Comments in Code

My nephew just introduced me to geek&poke, a web-comic that only true geeks could love. Needless to say, I’m lovin’ it. 😉

While scanning through the recent strips, I ran across this one, which gave me a chuckle, and also got me thinking.

I’ve heard a lot of opinions on comments in programs over the last thirty years of developing software. They seem to be divided in to three camps. The first consists primarily of relatively new self-taught programmers, who think that comments (like documentation) are boring, unnecessary, and completely optional — after all, they understand their code, anyone wanting to use it should figure it out at a glance too! This type generally learns the folly of his ways the third or fourth time he has to go back and try to modify code that he wrote more than six months ago, and realizes to his dismay that without having the reasons why he did things that way fresh in his mind, he can’t understand it either. Unfortunately the vast majority of open-source developers are in this group.

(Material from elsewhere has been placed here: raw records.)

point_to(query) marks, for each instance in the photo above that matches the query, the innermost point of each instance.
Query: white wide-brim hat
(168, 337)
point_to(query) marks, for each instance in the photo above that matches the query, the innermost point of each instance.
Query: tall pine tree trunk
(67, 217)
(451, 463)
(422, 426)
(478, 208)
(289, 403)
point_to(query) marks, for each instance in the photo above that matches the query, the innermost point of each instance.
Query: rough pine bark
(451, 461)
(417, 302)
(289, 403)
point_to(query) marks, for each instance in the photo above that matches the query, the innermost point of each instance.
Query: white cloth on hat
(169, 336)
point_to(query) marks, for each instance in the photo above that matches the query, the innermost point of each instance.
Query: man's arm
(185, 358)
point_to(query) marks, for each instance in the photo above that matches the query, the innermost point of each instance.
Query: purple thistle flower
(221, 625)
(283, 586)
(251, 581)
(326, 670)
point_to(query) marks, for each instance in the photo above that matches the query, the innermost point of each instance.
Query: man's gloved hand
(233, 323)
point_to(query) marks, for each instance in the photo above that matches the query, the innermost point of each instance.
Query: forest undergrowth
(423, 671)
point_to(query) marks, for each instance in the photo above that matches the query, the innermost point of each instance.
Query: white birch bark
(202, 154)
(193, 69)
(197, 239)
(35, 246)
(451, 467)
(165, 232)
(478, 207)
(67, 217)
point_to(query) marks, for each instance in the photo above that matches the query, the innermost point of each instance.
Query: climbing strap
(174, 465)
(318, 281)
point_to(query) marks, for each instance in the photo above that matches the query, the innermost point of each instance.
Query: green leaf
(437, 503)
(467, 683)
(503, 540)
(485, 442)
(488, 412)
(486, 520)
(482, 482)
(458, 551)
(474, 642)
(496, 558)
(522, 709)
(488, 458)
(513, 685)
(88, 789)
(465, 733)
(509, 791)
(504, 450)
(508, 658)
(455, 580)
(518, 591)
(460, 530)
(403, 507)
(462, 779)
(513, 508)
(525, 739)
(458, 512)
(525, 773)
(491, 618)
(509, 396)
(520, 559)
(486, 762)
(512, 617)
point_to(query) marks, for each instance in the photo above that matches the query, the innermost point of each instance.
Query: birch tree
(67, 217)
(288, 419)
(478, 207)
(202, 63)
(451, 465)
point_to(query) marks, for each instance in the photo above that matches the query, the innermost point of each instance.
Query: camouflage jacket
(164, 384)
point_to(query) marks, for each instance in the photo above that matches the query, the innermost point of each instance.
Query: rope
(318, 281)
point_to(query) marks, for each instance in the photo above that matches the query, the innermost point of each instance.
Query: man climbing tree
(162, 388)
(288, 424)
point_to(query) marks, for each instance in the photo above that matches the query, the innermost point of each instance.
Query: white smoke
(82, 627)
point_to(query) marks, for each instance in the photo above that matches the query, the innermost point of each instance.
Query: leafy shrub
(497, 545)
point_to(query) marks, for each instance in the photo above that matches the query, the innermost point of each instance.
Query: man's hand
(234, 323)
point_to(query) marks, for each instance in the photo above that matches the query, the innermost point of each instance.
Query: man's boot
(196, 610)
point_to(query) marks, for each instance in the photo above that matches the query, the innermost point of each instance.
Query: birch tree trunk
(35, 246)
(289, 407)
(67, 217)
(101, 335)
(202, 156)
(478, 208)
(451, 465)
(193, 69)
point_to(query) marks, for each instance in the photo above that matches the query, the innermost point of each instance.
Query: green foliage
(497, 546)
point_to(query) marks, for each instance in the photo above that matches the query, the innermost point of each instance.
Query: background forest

The second is solely-college-educated developers, the ones who’d never even heard of a compiler until it was taught to them in a class. That type goes to the other extreme: every two-line function has to have its own twenty- or thirty-line comment header, describing when it was written, why it was needed, who wrote it, who approved it, who code-reviewed it, what each and every parameter is and is used for, what return values you can expect from it, and anything and everything else. This type either learns that all those comments are superfluous (and eventually graduates into the third camp), or has no real skill or interest in coding and just wants to get promoted to management as quickly as possible, where he forces everyone under him to adhere to that standard (because he has to read their work, and reading comments is soooo much easier than actually reading code — which is, I suspect, also the reason that college professors require that).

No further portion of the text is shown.